Mode & Maroquinerie : tendances, actualités et réflexions

Mode & Maroquinerie : tendances, actualités et réflexions

26 janvier 2026

Le luxe tient… mais tout peut basculer vite

  • Les grands groupes comme LVMH, Kering et Hermès restent solides sur le très‑haut de gamme. Mais ils sont exposés aux chocs géopolitiques et commerciaux, qui peuvent dérégler les ventes d’un pays à l’autre. Résultat : le secteur avance avec une prudence maximale, même quand l’image de puissance reste intacte.
  • La menace la plus anxiogène, ce sont les surtaxes dites « Greenland tariffs ». En clair, ce sont des taxes supplémentaires possibles sur les produits importés, qui rendent les prix plus instables et les flux moins prévisibles. Dans ce contexte, les petits créateurs risquent de disparaître, et la clientèle « aspirationnelle » peut être repoussée hors du luxe.
  • Les maisons réagissent déjà, sans attendre. LVMH a « front‑loadé » ses expéditions vers les États‑Unis, c’est‑à‑dire qu’il a envoyé des stocks plus tôt pour sécuriser l’approvisionnement. Kering étudie un lissage des prix pour protéger la relance de Gucci, tandis qu’Hermès anticipe de transférer le surcoût aux clients américains grâce à l’exclusivité de ses sacs.
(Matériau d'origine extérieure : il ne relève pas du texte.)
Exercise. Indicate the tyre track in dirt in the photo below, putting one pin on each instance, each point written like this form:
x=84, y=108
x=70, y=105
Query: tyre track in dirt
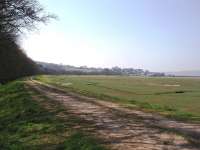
x=121, y=128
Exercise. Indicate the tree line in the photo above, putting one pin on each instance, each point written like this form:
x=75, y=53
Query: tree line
x=16, y=17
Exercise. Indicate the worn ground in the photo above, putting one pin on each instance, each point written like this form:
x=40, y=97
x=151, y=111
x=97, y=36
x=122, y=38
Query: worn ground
x=122, y=128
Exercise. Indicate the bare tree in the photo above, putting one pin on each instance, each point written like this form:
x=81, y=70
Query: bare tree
x=17, y=15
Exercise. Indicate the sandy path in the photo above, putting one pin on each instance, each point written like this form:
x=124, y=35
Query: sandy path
x=122, y=128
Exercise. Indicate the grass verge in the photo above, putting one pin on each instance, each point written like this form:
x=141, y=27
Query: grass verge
x=26, y=124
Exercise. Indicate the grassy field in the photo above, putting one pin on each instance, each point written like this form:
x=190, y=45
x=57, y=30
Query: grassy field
x=175, y=97
x=26, y=124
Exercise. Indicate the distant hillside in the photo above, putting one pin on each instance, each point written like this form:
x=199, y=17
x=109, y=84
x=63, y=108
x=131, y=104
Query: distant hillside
x=194, y=73
x=50, y=68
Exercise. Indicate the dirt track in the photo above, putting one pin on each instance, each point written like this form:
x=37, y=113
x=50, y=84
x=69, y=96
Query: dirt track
x=122, y=128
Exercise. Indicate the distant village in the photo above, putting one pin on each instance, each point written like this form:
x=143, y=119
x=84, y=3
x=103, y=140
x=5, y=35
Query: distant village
x=50, y=68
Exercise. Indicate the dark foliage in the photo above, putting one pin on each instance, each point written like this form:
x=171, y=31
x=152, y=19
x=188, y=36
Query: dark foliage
x=13, y=62
x=15, y=17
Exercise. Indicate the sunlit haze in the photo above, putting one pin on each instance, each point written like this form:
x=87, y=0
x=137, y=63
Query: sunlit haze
x=158, y=35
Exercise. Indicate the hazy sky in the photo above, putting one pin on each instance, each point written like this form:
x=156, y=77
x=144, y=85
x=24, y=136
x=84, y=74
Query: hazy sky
x=159, y=35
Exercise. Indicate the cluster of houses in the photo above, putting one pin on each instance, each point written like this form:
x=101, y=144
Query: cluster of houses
x=50, y=68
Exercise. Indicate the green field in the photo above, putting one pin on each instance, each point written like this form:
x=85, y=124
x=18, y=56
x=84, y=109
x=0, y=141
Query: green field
x=26, y=124
x=175, y=97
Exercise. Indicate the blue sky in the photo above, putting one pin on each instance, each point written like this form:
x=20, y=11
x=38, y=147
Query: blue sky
x=158, y=35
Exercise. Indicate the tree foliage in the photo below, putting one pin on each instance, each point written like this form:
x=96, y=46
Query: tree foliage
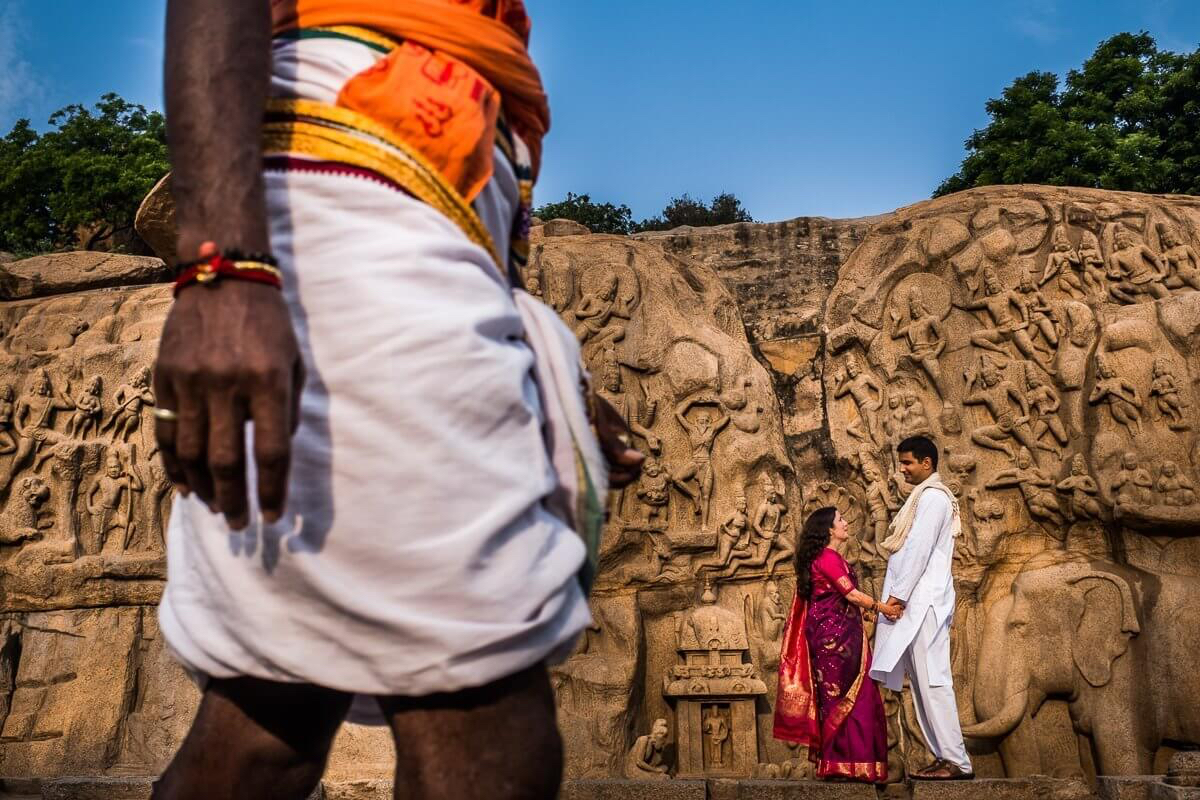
x=79, y=184
x=599, y=217
x=1128, y=119
x=685, y=210
x=609, y=218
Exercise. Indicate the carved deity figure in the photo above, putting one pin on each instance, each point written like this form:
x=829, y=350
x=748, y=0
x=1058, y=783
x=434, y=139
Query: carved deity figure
x=1038, y=312
x=597, y=311
x=701, y=435
x=1174, y=486
x=1065, y=262
x=87, y=411
x=114, y=507
x=772, y=613
x=34, y=420
x=1121, y=396
x=1036, y=487
x=1093, y=263
x=1006, y=326
x=7, y=444
x=23, y=518
x=1165, y=392
x=1044, y=403
x=768, y=522
x=717, y=731
x=916, y=421
x=997, y=396
x=127, y=402
x=1133, y=485
x=645, y=758
x=925, y=337
x=1182, y=263
x=863, y=389
x=1081, y=488
x=1134, y=269
x=879, y=501
x=732, y=539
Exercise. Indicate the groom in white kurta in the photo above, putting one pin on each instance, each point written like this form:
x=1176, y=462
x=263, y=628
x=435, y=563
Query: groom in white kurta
x=919, y=581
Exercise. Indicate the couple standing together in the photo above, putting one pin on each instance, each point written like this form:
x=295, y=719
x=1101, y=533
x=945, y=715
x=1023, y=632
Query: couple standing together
x=827, y=697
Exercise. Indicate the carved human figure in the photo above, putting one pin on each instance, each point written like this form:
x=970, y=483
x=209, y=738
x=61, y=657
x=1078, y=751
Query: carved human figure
x=7, y=444
x=1133, y=485
x=1036, y=487
x=1065, y=262
x=1006, y=326
x=768, y=521
x=1044, y=403
x=701, y=435
x=1174, y=486
x=1038, y=311
x=717, y=731
x=732, y=537
x=772, y=613
x=114, y=506
x=925, y=338
x=1165, y=392
x=1081, y=488
x=916, y=421
x=997, y=396
x=863, y=389
x=87, y=410
x=1182, y=263
x=1134, y=269
x=645, y=758
x=23, y=518
x=1093, y=263
x=127, y=402
x=1121, y=396
x=34, y=420
x=879, y=501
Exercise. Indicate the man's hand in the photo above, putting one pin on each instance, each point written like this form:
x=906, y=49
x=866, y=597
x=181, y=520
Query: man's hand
x=228, y=354
x=893, y=609
x=624, y=462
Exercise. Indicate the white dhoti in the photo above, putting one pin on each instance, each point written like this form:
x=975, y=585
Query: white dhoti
x=415, y=553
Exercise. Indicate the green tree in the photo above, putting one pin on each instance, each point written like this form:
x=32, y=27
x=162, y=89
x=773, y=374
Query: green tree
x=79, y=184
x=599, y=217
x=1127, y=119
x=685, y=210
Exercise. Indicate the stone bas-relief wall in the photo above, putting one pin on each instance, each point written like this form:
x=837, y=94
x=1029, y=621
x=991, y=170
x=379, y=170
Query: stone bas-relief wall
x=1044, y=336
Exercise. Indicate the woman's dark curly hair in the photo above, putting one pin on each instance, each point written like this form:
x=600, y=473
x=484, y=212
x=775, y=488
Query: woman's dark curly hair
x=815, y=537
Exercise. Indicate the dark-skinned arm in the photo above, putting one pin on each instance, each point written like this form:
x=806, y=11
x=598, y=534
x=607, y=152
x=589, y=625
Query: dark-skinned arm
x=228, y=352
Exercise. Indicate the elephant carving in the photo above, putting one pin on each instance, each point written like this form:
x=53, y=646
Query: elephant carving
x=1116, y=644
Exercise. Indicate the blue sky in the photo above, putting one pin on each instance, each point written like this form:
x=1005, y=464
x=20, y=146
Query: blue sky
x=799, y=108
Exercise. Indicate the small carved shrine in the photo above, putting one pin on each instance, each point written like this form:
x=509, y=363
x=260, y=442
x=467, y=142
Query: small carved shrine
x=714, y=692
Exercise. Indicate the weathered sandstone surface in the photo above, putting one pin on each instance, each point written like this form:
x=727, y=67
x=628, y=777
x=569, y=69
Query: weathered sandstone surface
x=1045, y=337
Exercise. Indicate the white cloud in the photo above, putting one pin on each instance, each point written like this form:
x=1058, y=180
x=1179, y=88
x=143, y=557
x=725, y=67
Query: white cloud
x=19, y=85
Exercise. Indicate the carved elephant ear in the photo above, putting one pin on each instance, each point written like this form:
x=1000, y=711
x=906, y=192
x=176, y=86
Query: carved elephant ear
x=1107, y=621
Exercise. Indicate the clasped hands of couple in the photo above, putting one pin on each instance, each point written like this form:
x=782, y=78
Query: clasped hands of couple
x=893, y=609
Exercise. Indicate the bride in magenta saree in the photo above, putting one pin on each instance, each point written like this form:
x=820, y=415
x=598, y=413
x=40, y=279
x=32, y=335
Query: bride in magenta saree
x=826, y=698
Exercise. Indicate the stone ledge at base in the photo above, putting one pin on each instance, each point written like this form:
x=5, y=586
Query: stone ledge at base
x=624, y=789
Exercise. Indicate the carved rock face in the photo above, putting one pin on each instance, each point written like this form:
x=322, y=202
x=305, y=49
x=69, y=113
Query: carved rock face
x=1042, y=336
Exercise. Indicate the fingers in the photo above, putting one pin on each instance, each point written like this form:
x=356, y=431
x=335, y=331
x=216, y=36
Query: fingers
x=227, y=456
x=192, y=443
x=166, y=433
x=275, y=411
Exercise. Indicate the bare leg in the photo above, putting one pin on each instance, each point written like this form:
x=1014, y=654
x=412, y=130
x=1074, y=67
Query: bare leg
x=255, y=739
x=498, y=740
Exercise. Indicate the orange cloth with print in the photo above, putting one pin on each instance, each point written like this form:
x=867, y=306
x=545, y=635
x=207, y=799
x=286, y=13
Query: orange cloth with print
x=442, y=89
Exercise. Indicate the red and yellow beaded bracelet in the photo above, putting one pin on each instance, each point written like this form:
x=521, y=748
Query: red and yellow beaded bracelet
x=207, y=270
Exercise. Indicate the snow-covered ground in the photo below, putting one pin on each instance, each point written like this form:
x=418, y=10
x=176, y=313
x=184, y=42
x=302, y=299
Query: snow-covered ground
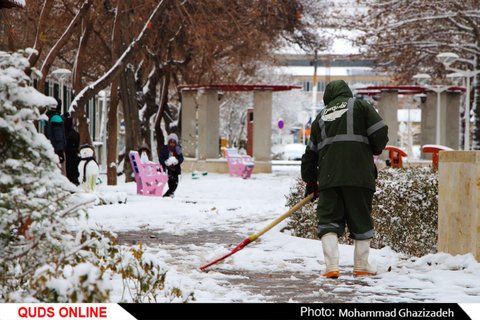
x=212, y=214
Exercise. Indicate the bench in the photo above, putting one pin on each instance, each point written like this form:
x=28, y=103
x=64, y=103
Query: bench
x=434, y=150
x=239, y=165
x=395, y=155
x=150, y=177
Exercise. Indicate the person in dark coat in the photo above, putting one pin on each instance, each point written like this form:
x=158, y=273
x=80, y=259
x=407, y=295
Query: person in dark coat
x=171, y=158
x=71, y=150
x=55, y=132
x=338, y=168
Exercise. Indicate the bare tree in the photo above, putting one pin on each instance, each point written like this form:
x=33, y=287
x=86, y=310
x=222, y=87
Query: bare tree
x=404, y=37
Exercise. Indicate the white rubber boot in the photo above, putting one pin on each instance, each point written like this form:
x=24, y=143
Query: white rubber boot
x=360, y=259
x=330, y=253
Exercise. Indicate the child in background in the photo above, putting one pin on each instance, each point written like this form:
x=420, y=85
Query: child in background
x=171, y=158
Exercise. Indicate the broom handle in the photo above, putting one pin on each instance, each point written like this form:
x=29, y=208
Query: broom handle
x=292, y=210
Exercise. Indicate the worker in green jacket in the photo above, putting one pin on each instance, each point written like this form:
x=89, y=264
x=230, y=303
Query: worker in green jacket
x=338, y=169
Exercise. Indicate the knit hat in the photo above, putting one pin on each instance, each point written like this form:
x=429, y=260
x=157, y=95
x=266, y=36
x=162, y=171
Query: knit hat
x=172, y=136
x=144, y=146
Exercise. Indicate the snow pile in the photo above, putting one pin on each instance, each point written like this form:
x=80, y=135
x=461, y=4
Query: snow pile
x=172, y=161
x=405, y=210
x=302, y=223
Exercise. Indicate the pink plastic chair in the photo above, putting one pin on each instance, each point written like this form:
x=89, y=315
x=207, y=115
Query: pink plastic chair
x=150, y=177
x=239, y=165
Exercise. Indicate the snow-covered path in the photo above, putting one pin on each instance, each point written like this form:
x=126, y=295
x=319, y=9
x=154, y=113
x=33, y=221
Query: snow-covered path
x=211, y=215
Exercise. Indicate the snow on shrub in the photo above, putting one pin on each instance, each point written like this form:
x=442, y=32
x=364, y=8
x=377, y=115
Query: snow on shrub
x=405, y=210
x=41, y=257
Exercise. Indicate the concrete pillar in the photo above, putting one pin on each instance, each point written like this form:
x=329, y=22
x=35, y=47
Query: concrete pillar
x=208, y=125
x=388, y=110
x=189, y=123
x=459, y=203
x=262, y=126
x=452, y=120
x=427, y=126
x=449, y=119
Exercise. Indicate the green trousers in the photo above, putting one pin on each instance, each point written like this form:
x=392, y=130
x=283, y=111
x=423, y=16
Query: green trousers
x=350, y=206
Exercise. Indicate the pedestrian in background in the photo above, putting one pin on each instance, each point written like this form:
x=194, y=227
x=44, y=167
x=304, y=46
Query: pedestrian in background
x=171, y=158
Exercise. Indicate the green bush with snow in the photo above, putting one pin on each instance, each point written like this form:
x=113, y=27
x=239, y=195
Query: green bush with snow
x=405, y=211
x=42, y=258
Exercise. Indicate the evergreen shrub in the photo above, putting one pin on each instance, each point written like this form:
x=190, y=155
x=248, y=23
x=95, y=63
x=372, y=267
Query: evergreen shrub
x=43, y=258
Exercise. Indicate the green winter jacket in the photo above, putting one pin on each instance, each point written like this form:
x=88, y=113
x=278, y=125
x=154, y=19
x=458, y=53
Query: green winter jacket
x=344, y=137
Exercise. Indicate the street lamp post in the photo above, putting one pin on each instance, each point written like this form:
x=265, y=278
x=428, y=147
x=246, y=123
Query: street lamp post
x=62, y=75
x=423, y=80
x=447, y=58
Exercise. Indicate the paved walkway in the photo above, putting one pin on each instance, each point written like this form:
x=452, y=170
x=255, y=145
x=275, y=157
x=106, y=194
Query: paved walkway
x=274, y=286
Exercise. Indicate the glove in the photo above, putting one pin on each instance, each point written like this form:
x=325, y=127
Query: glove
x=312, y=187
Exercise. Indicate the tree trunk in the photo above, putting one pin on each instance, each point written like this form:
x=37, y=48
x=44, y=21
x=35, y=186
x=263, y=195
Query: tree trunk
x=90, y=91
x=112, y=122
x=53, y=53
x=112, y=134
x=40, y=36
x=83, y=131
x=163, y=104
x=77, y=80
x=150, y=101
x=132, y=122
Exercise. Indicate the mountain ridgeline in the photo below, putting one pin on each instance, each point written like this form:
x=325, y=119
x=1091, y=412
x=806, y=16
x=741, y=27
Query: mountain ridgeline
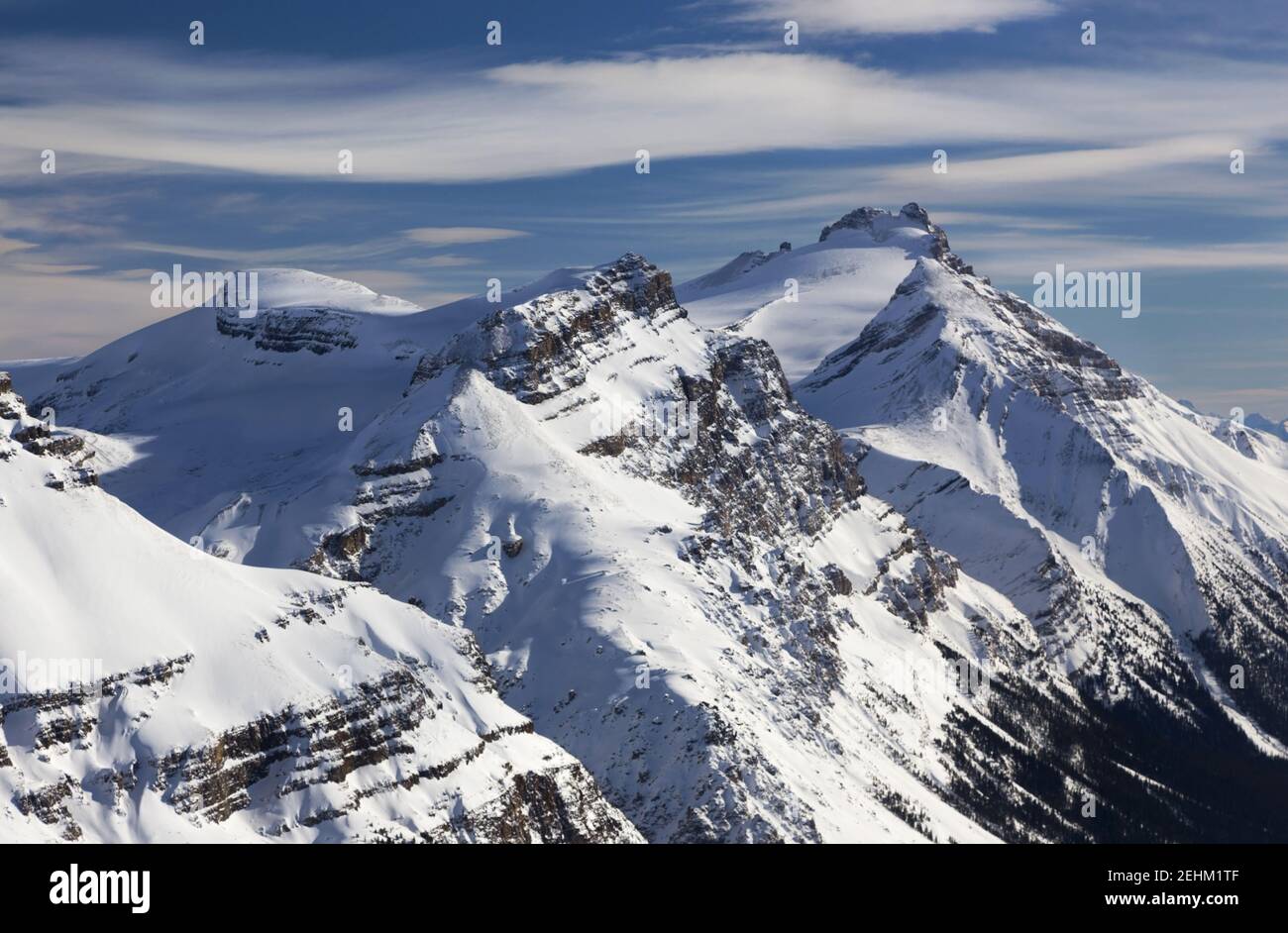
x=885, y=554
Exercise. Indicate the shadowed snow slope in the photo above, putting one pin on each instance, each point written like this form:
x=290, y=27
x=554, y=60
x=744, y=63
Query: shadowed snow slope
x=841, y=280
x=154, y=692
x=864, y=609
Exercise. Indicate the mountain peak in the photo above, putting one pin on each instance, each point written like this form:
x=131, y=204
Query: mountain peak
x=881, y=223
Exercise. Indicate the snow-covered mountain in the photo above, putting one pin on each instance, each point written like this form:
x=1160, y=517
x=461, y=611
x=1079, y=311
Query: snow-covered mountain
x=966, y=579
x=153, y=692
x=800, y=300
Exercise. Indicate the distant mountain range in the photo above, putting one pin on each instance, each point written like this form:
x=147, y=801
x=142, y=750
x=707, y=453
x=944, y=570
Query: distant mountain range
x=836, y=542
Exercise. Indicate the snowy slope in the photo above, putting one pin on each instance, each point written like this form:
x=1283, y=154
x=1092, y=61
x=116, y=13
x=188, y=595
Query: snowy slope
x=153, y=692
x=840, y=283
x=745, y=626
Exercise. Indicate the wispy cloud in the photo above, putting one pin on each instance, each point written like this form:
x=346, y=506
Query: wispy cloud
x=455, y=236
x=277, y=117
x=894, y=17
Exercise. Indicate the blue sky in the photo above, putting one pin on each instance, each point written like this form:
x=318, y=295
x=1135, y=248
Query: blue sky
x=476, y=161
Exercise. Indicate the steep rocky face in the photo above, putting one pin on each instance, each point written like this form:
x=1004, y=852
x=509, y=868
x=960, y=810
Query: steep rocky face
x=150, y=691
x=687, y=562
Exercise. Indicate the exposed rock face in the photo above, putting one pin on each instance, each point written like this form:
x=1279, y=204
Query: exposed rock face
x=300, y=710
x=317, y=330
x=1044, y=469
x=717, y=431
x=68, y=455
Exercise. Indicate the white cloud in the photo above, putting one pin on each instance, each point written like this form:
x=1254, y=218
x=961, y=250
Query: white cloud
x=278, y=117
x=454, y=236
x=894, y=17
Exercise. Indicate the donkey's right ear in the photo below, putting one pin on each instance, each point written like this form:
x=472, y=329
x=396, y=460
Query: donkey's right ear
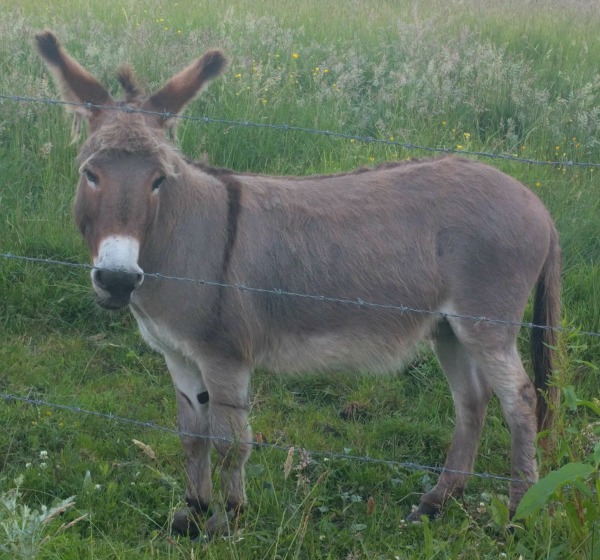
x=76, y=84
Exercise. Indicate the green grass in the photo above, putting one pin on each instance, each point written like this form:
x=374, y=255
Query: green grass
x=504, y=77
Ce que tu vas voir partout : couleurs, sacs, et techno discrète

  • Les podiums printemps‑été 2026 reviennent à un héritage remanié, entre classique et utilitaire. Le blanc immaculé, le rouge intense, le cuir remis à l’honneur et le denim réinventé s’imposent comme des signaux forts. Et en même temps, la lingerie‑nuisette et les micro‑silhouettes remettent la séduction urbaine au centre.
  • Le tailoring, autrement dit le costume structuré, se réinvente en version plus douce et contemporaine. Ça change la silhouette sans tout casser, et ça rassure ceux qui veulent du style sans se déguiser. Cette tendance pousse l’idée d’une mode plus portable, mais toujours très travaillée.
  • Les accessoires reprennent le pouvoir, et surtout les sacs. Les it‑bags revisités reviennent sur le devant de la scène chez Louis Vuitton, Fendi, Dior et Balenciaga, pendant que Polène monte en puissance. Sur les podiums masculins, l’hybridation performance‑luxe explose avec des textiles thermo‑adaptatifs (des tissus qui s’ajustent à la chaleur), des soies techniques et des matières ergonomiques pensées pour bouger.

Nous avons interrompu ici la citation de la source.